On Sunday, the workers alleged that police lathicharged them when labourers refused to back down from their demands. “Police came into the camp and hit us. Workers also broke things in frustration,” said Anshuman Dwivedi, a generator operator at the Bengaluru Metro from Rewa, Madhya Pradesh.
Other workers complained of poor living conditions and irregular payments. “We have no water for two days, nor are they supplying food. We have run out of savings. We had to ask our family to send money,” said Gupta. “The contractor cannot pay us because they don’t have money either.”
Some workers from Bihar, he said, were sent home on a train after they paid Rs 1,050 as fare. “About 200 workers were sent home. The rest will be decided later,” said head constable Ravi of Bommanahalli police station.

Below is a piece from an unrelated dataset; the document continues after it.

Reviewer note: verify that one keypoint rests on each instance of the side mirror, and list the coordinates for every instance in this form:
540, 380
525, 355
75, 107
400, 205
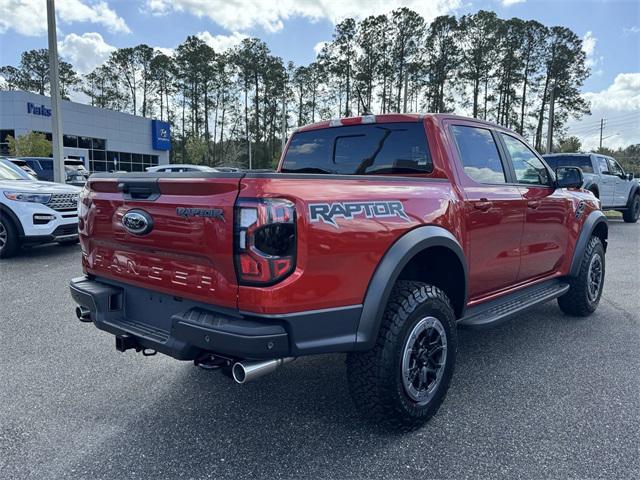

He denied reports that there had been a lathicharge at the camp.
“We haven’t got any assurance from the administration about being sent back. In this uncertainty, we would rather go home. Who knows if the lockdown will be extended” said Dwivedi, who said he had not been paid Rs 24,000 as wages for two months.
There were similar complaints of workers at other camps in the city. Bengaluru Metro Rail Corporation avails of the services of 9,000 workers, who are usually brought here by contractors. A report by NGO Maraa submitted to the labour department in April said “most workers had not been paid their salaries for the month of February and March 2020”.
In a labour colony in Hulimavu, Gour Mallick, a 36-year-old construction worker from Alipurduar, West Bengal, said the contractor had cut off food and water supplies to the camp after they wanted to go home. “Yesterday, we got one cup of tea in the morning, and worked through the day. They said if we won’t work, we will be thrown out of the camp,” he said.
Mallick said all workers had been paid Rs 8,000 each for April, though many of them get at least double. “Moreover, the contractor is asking us to pay for the food they gave us during the lockdown. But we have sent all our money home. We keep hearing that the lockdown will go on. We are working but not being paid. Why stay then?” he said.
BMRC MD Ajay Seth didn’t respond to queries about the labour camp conditions and allegations of unpaid wages till press time.